Resilience, positivity, and social support are known to diminish basal and stress-related autonomic arousal and lead to a more rapid and complete recovery from stress, and may even directly preserve or promote restorative physiology (16, 55). Improved vagal tone is associated with the experience of positive emotions (56) and social support (51) and in turn may be linked to greater telomerase activity (57). Higher levels of estrogen, which may be protective against negative mood (58), have also been shown to predict longer TL (59). Clearly, additional research is warranted to better identify and characterize the pathways by which maternal positivity and resilience promote fetal development and influence the initial setting of the telomere biology system.
In addition to the above-discussed strength in our conceptualization and operationalization of maternal resilience, other strengths of our study are the comparably large sample size and the breadth and depth of prenatal psychological data, some of which were collected as often as every 2 weeks throughout the course of pregnancy. Some of the limitations of this study include the nonavailability of maternal or paternal TL and paternal age. One of the study findings was an independent and positive association between maternal age and newborn TL. Paternal age is a well-established predictor of newborn TL (60), and this may account for the observed association between maternal age and newborn TL, as older mothers are more likely to have older partners.
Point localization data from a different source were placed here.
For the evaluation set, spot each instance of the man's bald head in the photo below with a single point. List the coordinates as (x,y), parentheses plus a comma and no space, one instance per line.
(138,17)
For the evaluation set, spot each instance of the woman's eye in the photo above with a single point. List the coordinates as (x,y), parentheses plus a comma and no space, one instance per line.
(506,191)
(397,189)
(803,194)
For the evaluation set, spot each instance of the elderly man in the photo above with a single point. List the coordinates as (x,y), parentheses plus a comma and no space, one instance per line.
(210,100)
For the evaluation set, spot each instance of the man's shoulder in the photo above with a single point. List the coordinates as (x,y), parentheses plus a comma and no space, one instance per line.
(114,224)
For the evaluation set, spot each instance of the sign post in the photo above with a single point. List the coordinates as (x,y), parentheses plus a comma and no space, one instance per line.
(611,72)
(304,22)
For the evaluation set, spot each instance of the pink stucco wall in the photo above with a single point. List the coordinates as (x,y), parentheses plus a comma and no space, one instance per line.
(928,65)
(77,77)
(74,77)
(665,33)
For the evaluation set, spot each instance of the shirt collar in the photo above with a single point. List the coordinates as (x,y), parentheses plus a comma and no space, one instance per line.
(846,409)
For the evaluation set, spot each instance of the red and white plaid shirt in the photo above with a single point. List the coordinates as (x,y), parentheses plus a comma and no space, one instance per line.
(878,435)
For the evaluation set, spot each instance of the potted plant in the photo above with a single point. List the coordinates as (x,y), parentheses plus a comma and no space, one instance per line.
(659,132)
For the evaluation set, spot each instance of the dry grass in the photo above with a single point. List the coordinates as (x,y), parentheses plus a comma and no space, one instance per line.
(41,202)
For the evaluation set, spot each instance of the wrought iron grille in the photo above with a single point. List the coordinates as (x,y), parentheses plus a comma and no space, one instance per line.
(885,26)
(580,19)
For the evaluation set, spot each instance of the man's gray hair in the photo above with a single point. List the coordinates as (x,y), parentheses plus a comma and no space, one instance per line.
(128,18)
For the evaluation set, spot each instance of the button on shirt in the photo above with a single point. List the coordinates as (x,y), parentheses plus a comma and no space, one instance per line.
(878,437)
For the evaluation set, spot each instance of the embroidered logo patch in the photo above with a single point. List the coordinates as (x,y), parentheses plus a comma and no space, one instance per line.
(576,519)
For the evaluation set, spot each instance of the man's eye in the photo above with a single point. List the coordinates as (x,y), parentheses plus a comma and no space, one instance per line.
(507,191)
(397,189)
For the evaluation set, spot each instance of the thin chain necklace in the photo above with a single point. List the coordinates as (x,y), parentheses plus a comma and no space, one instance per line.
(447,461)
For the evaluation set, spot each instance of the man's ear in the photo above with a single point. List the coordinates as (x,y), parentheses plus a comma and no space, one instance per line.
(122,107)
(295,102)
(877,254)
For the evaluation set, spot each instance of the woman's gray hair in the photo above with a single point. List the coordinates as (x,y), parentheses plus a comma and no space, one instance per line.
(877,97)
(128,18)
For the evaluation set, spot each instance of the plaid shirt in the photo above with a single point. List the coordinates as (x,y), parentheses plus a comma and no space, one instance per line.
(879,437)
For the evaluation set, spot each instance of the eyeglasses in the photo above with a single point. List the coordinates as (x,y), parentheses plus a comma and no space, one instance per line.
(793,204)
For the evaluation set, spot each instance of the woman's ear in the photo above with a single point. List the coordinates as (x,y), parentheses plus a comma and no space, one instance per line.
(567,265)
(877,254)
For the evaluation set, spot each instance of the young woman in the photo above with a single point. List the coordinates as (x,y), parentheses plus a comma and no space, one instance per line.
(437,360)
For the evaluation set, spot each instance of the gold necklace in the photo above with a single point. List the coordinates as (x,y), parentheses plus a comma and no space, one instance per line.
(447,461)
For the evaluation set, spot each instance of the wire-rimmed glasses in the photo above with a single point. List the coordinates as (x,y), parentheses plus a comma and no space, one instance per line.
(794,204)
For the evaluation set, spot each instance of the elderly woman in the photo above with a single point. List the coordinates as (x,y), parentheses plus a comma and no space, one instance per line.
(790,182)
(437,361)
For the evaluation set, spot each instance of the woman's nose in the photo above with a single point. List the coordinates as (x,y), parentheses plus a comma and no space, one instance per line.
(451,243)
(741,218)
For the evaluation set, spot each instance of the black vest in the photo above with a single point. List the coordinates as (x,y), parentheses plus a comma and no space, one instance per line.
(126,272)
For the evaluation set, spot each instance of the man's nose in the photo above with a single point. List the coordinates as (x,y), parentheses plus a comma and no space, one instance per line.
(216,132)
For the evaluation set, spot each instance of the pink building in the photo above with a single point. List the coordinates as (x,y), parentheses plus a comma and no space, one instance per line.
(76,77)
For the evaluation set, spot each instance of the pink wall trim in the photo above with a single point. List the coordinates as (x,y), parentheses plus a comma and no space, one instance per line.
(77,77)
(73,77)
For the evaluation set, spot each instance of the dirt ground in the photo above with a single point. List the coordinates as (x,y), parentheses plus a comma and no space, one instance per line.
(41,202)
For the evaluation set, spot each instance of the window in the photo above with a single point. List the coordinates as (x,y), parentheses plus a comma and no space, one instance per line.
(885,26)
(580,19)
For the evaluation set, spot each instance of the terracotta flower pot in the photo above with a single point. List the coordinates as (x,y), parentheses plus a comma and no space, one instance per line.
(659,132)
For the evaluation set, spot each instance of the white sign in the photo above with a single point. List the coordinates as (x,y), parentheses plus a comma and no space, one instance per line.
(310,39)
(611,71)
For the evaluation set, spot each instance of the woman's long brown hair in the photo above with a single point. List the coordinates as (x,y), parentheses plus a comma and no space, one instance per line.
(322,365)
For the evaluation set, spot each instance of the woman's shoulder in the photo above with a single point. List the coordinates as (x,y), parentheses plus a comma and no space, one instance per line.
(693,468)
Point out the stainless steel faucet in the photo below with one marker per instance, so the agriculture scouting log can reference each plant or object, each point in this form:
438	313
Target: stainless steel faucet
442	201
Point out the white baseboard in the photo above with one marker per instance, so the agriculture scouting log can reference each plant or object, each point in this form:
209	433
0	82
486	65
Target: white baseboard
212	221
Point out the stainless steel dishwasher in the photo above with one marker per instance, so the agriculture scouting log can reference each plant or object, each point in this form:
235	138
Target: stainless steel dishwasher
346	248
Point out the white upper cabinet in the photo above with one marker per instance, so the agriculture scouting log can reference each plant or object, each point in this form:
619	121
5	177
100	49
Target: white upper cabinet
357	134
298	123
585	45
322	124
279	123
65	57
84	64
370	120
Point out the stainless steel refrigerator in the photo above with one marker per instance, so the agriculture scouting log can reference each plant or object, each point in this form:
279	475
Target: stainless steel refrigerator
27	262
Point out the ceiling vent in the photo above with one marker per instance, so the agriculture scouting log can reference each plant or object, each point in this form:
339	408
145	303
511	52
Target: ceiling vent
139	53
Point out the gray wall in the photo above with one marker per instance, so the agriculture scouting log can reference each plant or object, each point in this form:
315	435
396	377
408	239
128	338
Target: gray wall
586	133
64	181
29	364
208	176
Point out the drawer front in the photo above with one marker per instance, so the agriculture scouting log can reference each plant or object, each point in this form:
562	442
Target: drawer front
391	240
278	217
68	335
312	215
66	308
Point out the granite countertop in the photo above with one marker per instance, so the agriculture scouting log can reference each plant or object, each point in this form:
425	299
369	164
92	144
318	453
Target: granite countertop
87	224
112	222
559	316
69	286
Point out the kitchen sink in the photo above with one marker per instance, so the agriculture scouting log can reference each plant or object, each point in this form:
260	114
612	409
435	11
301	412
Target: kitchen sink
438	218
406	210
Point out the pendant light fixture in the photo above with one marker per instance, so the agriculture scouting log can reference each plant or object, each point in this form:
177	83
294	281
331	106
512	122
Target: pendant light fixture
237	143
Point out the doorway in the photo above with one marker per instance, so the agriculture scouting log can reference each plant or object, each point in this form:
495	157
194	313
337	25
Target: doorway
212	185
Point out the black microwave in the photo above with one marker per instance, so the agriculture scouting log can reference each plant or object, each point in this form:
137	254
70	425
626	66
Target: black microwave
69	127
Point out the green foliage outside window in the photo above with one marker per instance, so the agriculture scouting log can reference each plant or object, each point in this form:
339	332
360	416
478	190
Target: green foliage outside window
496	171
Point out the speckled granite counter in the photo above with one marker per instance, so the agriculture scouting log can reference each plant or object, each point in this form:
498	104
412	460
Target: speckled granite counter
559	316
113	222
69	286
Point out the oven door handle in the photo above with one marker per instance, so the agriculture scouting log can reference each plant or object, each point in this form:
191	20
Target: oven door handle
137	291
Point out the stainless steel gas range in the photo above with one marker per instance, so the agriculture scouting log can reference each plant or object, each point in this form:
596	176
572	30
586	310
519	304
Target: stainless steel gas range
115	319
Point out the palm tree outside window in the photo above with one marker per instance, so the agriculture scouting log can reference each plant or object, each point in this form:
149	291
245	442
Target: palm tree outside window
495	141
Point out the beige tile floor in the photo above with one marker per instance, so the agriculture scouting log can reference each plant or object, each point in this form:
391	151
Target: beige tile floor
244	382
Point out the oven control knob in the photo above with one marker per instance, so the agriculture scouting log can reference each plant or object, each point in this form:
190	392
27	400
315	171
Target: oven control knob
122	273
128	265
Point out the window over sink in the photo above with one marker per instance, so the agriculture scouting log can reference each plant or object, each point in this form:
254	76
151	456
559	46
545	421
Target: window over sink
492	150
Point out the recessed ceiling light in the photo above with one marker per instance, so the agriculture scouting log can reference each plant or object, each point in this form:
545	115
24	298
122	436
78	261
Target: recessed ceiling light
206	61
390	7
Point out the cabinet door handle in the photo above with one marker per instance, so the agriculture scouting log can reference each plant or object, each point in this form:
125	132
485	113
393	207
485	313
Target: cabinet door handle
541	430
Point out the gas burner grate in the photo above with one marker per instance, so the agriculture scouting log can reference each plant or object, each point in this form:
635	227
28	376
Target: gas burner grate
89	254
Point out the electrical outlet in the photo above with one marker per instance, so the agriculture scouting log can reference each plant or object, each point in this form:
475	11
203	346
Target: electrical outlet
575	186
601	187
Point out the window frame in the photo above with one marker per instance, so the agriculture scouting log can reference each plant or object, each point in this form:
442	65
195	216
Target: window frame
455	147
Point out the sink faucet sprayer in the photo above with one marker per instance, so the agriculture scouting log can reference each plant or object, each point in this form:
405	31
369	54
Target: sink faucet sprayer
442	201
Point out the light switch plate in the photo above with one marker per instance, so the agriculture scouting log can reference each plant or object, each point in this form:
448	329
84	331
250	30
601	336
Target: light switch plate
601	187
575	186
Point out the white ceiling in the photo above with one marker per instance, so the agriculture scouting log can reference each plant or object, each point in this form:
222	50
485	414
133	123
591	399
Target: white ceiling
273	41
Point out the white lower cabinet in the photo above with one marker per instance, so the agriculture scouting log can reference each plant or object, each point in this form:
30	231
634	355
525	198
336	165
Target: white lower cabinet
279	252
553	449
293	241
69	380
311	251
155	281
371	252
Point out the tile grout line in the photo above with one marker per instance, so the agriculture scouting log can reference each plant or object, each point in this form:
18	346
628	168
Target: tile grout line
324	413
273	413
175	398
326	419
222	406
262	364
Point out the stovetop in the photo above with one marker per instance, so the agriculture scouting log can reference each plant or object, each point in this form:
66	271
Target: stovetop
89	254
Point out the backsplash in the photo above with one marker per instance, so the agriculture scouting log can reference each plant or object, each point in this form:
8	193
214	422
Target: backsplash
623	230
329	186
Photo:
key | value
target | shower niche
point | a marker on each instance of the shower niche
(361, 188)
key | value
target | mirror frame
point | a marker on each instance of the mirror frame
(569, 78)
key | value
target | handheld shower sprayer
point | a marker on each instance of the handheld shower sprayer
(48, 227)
It is also important that these findings be replicated in a cohort with clinically relevant levels of stress to better understand the robustness of the protective effects of resilience and positivity. Based in part on our finding that the magnitude of the association between maternal resilience and newborn TL was greater among women experiencing higher levels of stress than among those with medium or lower levels of stress, we suggest that the effect size observed in our study is likely a conservative estimate of what might be expected in a population with higher levels of stress.
Another important limitation is the lack of data in this cohort on negative life events, including baseline (prior to occurrence) and subsequent (following occurrence) psychological state and functioning. Such data facilitate examination of the temporal elements of the development of resilience (61). However, the focus of our study was on ascertainment of the transgenerational (mother to child) effects of maternal resilience in pregnancy, and not on how the mothers came to develop psychological resilience. Moreover, other theories of resilience, such as the broaden-and-build hypothesis, specifically emphasize the role of positive emotions in creating resilience, from the immediate biological effects of a positive state of mind to the coping, social, and lifestyle resources that such emotions confer on individuals (62). In this context, we submit that the experience of positive emotions in everyday life after accounting for stress is a reflection of both an individual’s current resilience and of their future capacity to react to adverse circumstances. Given the growing evidence of the direct role that positivity plays in combating stress and building resilience, we believe that there is much insight to be gained from studying resilience even when temporal data on negative life events are not available.
Potential biological mediators of stress and resilience, such as cortisol or proinflammatory cytokines, were also not measured. Future research should seek to identify specific pathways by which maternal resilience may act on the developing fetal telomere biology system.
Our study contributes new insight into the role of maternal prenatal psychological resilience in the initial setting of the offspring telomere system, with potential lifelong consequences for the offspring’s health, disease risk, and aging process. This beneficial effect of resilience underscores the importance of attending to mothers’ mental as well as physical health during pregnancy to optimize the health of both mother and child.

Acknowledgments

Supported by NIH grant AG-050455 and by European Research Council grant 678073.

Supplementary Material

File (appi.ajp.2020.19101003.ds00001.pdf)
File (appi.ajp.2020.19101003.ds001.pdf)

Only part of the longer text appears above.